At 4pm on Wednesday afternoons in our London office, it’s tea time. Someone will make a pot of tea, cobble together some biscuits, and people will gravitate towards our large wooden table. Predictable for a bunch of Brits, right? Well, here’s where things get interesting: someone will start drawing a wavy line on a whiteboard. Others join in. Eventually a rollercoaster emerges from the drawing, but often a fantastical one, with Escher-like turns, underwater portions (with sharks!), and gravity-defying loops.
This is the rollercoaster check-in and it’s a way for our team to check in mid-week, get a sense of how others are feeling, and, well, drink some tea. There’s no big takeaway, but something interesting tends to happen: If someone indicates they’re at a low point, or have a lot of “hills” ahead, more often than not they’ll get some support throughout that week. And support takes many forms: a small treat, an offer of help, a quick stroll to grab lunch.
The tea time isn’t enforced, and sometimes it doesn’t happen at all. But it’s part of our effort to build a workplace of continuous improvement. In between our bigger check-ins, whether they’re annual reviews or quarterly planning meetings, we want to make sure we have a chance to reflect on how things are going.
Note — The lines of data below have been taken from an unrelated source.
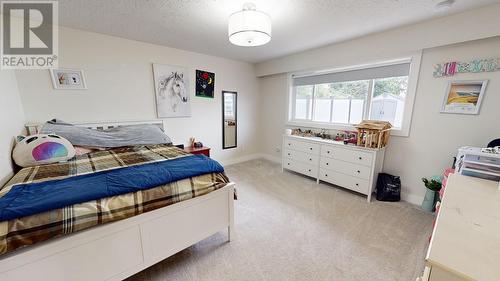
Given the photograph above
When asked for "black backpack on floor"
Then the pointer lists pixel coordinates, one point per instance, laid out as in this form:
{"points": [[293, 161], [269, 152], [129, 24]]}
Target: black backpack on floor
{"points": [[388, 188]]}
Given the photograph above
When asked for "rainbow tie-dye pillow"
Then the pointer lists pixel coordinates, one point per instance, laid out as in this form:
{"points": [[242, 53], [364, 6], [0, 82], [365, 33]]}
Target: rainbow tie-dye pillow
{"points": [[42, 149]]}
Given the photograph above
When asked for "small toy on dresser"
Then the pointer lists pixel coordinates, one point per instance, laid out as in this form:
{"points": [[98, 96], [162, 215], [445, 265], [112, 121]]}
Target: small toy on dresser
{"points": [[373, 134]]}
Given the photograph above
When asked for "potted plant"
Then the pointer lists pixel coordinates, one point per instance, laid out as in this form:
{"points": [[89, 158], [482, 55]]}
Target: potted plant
{"points": [[433, 186]]}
These micro-feedback moments give us a sense of mood and help remind us that we’re all human, and we’re all a team working together on things we’re passionate about. It also factors in that different team members have different levels of vocalisation—not everyone is going to proactively raise issues or share how they’re doing. The rollercoaster activity provides a space for this. So these check-ins are something small that helps keep us grounded.
And now we’re experimenting with a mood indicator, a simple green or red button at the end of the day, to provide some data that we can be transparent about. Maybe we’ll stick with it, maybe we won’t, but we’ll always be looking for ways to better support one another and continuously improve.